応招義務、「廃止すべき」、「現代に合わせて」

 自由討論では、時間外労働の上限規制について、応招義務などの医師の「特殊性」を理由に5年間の適用猶予とされたことなどが議論された。植山氏は応招義務について定めた医師法19条についての旧厚生省の解釈が、1948年から1955年にかけてのものであることを挙げ、「現代の医療水準に合った、現実的な解釈を厚労省には求めたい」と主張。川人氏は「廃止すべき。国が個人に対し、業務上の義務を課す規定で、これが過重労働を肯定する背景になっている」、松丸氏は「個人の義務として位置付けるのは無理。医療機関の義務として議論しないといけない」とそれぞれ述べた。

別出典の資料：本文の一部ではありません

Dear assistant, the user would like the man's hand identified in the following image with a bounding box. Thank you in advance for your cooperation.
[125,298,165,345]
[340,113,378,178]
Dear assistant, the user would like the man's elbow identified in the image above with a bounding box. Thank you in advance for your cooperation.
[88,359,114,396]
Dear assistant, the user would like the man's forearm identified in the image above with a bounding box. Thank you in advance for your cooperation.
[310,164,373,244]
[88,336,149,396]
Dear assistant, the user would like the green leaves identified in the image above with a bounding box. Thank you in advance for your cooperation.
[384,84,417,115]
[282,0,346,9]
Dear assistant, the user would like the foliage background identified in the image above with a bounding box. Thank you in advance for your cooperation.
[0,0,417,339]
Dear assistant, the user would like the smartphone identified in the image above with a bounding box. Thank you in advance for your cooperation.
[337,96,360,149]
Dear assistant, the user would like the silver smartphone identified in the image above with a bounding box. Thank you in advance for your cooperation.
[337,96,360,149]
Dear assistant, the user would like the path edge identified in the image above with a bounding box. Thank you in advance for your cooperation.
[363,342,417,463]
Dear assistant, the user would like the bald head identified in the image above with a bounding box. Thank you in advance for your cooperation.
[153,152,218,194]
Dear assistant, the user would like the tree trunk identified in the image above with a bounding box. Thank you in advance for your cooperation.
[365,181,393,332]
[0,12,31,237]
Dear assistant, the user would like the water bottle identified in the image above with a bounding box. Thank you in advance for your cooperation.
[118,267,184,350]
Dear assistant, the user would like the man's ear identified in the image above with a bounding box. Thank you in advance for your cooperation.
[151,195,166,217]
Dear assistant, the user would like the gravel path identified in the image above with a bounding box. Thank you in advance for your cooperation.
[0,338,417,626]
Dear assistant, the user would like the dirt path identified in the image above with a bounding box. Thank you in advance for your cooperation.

社保審の議論で興味深いのは医療側がもっと働かせろと言い、患者側がいやいやそれは危ないと言っていると言う逆転の構図?なのですが、よく見れば医療側委員と言う方々は全日本病院協会会長だの、全国自治体病院協議会会長だのと言う方々であるようです。
要するに赤の他人を過労死に追い込んでいる側の方々であり、自分達はまかり間違っても過労死などしなさそうな方々がまだまだ過労死逝ける!と主張しているわけで、道義的責任を感じるべき立場として社会通念上もその態度はいささかどうよ?と言うものでしょう。
意外な点として患者側代表が必ずしも医療の質的低下を拒否しているわけではなく、むしろそれを前提に議論をしなければ話が進まないことを理解しているように見えることですが、ともかくも一瞥するだけでもこの問題に関して誰が抵抗勢力なのかよく判る話ですよね。
ちなみに今後中間報告をまとめていくと言う「医師の働き方改革に関する検討会」の方はまだしも現場に近いメンバーも含まれているようなので、こちらで今後どのような方向に議論が進んでいくのか、仮に前向きな意見が出ても素直に最終報告に引き継がれていくかには注目していくべきでしょう。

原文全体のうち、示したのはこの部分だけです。